Video: Scalable Informatics Steps Up IO at SC14

Print Friendly, PDF & Email

In this video from SC14, Joe Landman from Scalable Informatics showcases the company’s innovative IO solutions for high performance computing.

By working with ThinkParQ, we have been able to leverage one of the best and highest performance storage systems for scale-out deployment,” said Dr. Joseph Landman, CEO of Scalable Informatics. “When testing a write-dominated workload using fio, IOR, and io-bm,a single rack of FastPath Unison with BeeGFS running on spinning disks sustained in excess of 40GB/s for multi-terabyte sized writes,far outside of cache. This level of performance comes from the combination of FastPath Unison hardware design, the Scalable Informatics Operating System (SIOS), and the excellent BeeGFS filesystem.” Individual spinning disk storage nodes in a Unison system provide similar performance to a rack full of other vendors’ products, while Flash-based nodes in FastPath Unison provide much higher performance at similar densities.”

Full Transcript:

insideHPC: What do you guys got going here in your booth?

Joe Landman: We have a lot of very good, very interesting stuff. What we have is something we’re jokingly, but not so jokingly pulling, our portable petabyte. Could you imagine a portable petabyte? It’s this very large rack here – not so large, really – and you can put a handle on it and you can take that rack and roll it up to the plane and put it in the overhead. Well, maybe not really because it’s 1000 pounds.
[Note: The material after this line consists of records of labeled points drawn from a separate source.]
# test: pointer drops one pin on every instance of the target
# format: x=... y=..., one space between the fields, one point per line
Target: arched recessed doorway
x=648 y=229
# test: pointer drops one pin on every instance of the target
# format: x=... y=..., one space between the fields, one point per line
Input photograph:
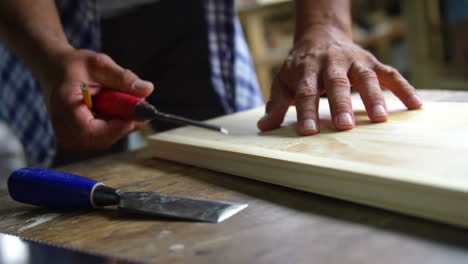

insideHPC: Well, maybe on Southwest.

Joe Landman: Exactly. And it’ll only cost you 25 bucks, too. But what we have in this is we have a petabyte of storage, and this petabyte is interconnected with FDR InfiniBand, and will sustain 20 gigabytes a second in this little rack. Its big brother is at a site in California where these guys are sustaining 40 gigabytes a second, and they’re doing it with grabbing images from large cameras and dumping it out terabyte-size I/Os at 40 gigabytes a second. The small guy is 20 gigabytes a second, and we’re selling this as a special right now – a fully supported, fully delivered parallel file system, turn-key operation, for $250,000.

insideHPC: For a quarter million, what is inside there? Is there spinning rust, or is there SSD, or what?

S2 01:39 This is spinning rust. We use SSD for metadata, but it is 100% spinning rust in the data storage pipeline. It’s a fantastic system. We’ll talk about the flash systems in a second.

insideHPC: You said there is Lustre in there, and what else?

Joe Landman: There’s a parallel file system. We’re not using Lustre in the base system, but we can use Lustre. What we’re actually using is BeeGFS. It’s a fantastic parallel file system – gives us much better single thread performance and the scale-out is phenomenal.

insideHPC: Having done this myself, when you try to Google BeeGFS, you have a lot of trouble if you do. Fraunhofer FS, which is the previous name of that, is easier to find. Anyway, but BGFS.

Joe Landman: Yes, BeeGFS. And curiously enough, these guys are located right next to us in the booth space. It’s been very good for cross-fertilization – a great discussion. We send people back and forth. The BGFS guys say, “Hey, come over there, look at a petabyte of BeeGFS.” And we say, “Hey, go over there and speak about BeeGFS. Get the T-shirt, and they have awesome coffee, too.”

insideHPC: What else is going on? Can you show us the other stuff in your booth?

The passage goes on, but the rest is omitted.